CHP Genel Başkanı Kemal Kılıçdaroğlu, parti yöneticilerinin, kendisinin, Saadet lideri Temel Karamollaoğlu’nun telefonlarının dinlendiğini söyledi. Tayyip Erdoğan’ı işaret eden Kılıçdaroğlu, Hürriyet’te şu açıklamayı yaptı:
Bugün telefonda konuşurken bile insanlar bir endişeye kapılıyorsa bu ülkede demokrasi yok demektir. Genel başkan olduğumdan beri benim ve parti yöneticilerimin telefonları dinleniyor zaten. Bu dinlemeler bir kişiye bilgi olarak akıyor. Hatta Erdoğan bir ara, benim için ‘Ey Kılıçdaroğlu, senin nefes alışını bile biz takip ediyoruz’ demişti. Türkiye bir istihbarat devleti oldu. İstihbarat örgütlerinin Erdoğan’a çalıştığı bir devlet oldu. Biz düşman değiliz ki bizi dinliyorsun sen. Bu özel bir hastalık aslında. Devleti yönetememe hastalığı ve kendi geleceğinden endişe duyma hastalığı. Temel Bey (Saadet Partisi Genel Başkanı Temel Karamollaoğlu) açıkladı. Filistin dolayısıyla miting yapacaklardı. Telefonları dinlemişler, yurtdışına hemen haber veriyorlar; ‘Efendim miting yapacak muhalefet’ diye. Oradan (Londra) açıklama yaptı ‘Şu tarihte miting yapıyoruz’ diye. Düşünebiliyor musunuz?”
‘BİR ADAY HAPİSTE, BİRİNİN ÖNÜNE HER TÜRLÜ ENGELİ ÇIKARTIYORSUNUZ’
Çanakkale dönüşü soruları yanıtlayan Kılıçdaroğlu, İYİ Parti Genel Başkanı Meral Akşener’in konvoyunun Gaziantep’te çöp kamyonları ile yolunun kesilmesini de şu ifadelerle yorumladı:
Bu ülkede sözde Başbakan var. (Gaziantep’te) Olaya derhal müdahale edip kamyonları kaldırması ve Sayın Meral Akşener’den özür dilemesi gerekirdi ama iradesi olmadığı için olaya müdahale edemedi. Bir cumhurbaşkanı adayı hapiste, bir cumhurbaşkanı adayının önüne her türlü engeli çıkartıyorsunuz, öbür adaya televizyon ekranlarını kapatıyorsunuz. Sonra da deniliyor ki ‘Ülkemizde demokrasi var’.”

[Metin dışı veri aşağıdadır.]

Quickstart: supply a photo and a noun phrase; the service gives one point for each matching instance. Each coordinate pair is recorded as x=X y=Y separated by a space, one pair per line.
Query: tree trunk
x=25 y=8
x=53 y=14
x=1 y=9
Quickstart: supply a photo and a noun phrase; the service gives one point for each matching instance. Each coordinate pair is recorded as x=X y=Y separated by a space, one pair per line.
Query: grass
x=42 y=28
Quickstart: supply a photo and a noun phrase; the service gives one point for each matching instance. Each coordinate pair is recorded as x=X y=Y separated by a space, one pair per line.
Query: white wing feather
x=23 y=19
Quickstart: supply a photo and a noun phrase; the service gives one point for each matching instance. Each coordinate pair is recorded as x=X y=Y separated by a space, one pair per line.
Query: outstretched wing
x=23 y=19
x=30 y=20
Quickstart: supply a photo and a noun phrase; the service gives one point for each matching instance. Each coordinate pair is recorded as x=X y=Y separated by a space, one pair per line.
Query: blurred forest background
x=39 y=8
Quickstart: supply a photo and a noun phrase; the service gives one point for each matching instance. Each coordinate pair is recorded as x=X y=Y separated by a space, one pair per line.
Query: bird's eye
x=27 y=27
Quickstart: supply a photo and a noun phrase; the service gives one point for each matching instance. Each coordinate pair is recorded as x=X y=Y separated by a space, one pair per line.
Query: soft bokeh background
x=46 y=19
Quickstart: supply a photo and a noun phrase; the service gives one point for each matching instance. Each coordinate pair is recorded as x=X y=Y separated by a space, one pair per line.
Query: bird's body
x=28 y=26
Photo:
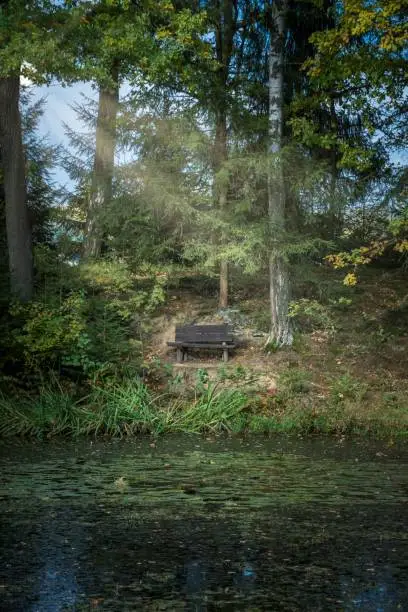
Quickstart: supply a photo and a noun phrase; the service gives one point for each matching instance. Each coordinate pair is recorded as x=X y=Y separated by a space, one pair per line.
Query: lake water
x=201 y=525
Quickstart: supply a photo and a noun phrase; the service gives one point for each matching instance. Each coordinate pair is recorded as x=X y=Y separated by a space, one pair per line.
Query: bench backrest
x=203 y=333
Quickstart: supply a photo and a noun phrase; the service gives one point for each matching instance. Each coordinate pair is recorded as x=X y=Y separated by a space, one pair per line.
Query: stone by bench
x=202 y=337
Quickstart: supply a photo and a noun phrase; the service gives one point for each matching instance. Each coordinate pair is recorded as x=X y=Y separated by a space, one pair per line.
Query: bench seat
x=202 y=337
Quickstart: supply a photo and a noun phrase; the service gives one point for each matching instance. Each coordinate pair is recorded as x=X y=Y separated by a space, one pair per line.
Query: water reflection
x=253 y=536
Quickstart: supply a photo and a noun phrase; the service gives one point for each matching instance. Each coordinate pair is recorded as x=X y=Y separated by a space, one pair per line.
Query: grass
x=131 y=409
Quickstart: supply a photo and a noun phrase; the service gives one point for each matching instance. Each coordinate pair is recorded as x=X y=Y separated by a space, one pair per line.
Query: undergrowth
x=131 y=408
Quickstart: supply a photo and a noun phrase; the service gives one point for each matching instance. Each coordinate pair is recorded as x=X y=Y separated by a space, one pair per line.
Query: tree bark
x=19 y=242
x=280 y=333
x=224 y=47
x=221 y=194
x=103 y=167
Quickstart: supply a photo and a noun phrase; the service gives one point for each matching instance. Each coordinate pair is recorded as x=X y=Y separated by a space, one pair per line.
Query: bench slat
x=202 y=344
x=203 y=333
x=202 y=336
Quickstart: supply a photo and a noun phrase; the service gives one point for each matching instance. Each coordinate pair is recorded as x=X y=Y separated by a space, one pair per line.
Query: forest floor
x=349 y=359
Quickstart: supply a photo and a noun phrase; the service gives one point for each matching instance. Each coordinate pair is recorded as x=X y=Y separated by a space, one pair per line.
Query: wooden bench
x=202 y=337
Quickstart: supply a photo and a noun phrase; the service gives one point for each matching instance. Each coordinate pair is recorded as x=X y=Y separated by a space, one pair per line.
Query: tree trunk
x=102 y=174
x=19 y=244
x=224 y=43
x=221 y=193
x=280 y=334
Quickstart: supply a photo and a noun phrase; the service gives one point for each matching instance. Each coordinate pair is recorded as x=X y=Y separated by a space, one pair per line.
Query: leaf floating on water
x=121 y=483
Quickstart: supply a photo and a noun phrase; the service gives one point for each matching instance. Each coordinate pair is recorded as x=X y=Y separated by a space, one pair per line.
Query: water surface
x=192 y=524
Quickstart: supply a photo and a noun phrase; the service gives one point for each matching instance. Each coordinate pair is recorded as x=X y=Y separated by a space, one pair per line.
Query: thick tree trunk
x=224 y=42
x=102 y=174
x=221 y=194
x=278 y=269
x=19 y=244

‘KİMSE CESARET EDİP TUTUMUNUN YANLIŞ OLDUĞUNU SÖYLEYEMİYOR’
Erdoğan’ın yaptığı mitingleri de yorumlayan CHP lideri, şöyle konuştu:
“Baskıcı, hegemonyacı, suçlayıcı bir dil kullanıyor. Bu toplumu ayrıştırıyor ve geriyor. Kendi tabanını konsolide etmeye çalışıyor bu dille. Ve en büyük zararı hem Türkiye’ye hem kendi partisine ve kendi tabanına veriyor. Fakat hiç kimse cesaret edip Erdoğan’a izlediği tutumun yanlış olduğunu söyleyemiyor. Cumhurbaşkanı adayları demokrasi için, yargının bağımsızlığı ve tarafsızlığı için, güçler ayrılığı için, insan hakları için vatandaştan oy istediklerini söylediler. ‘Bütün gücü elimde toplayacağım ve Türkiye’yi sopa ile yöneteceğim’ diyen bir kişi var ve bir de onun karşısında olanlar var.”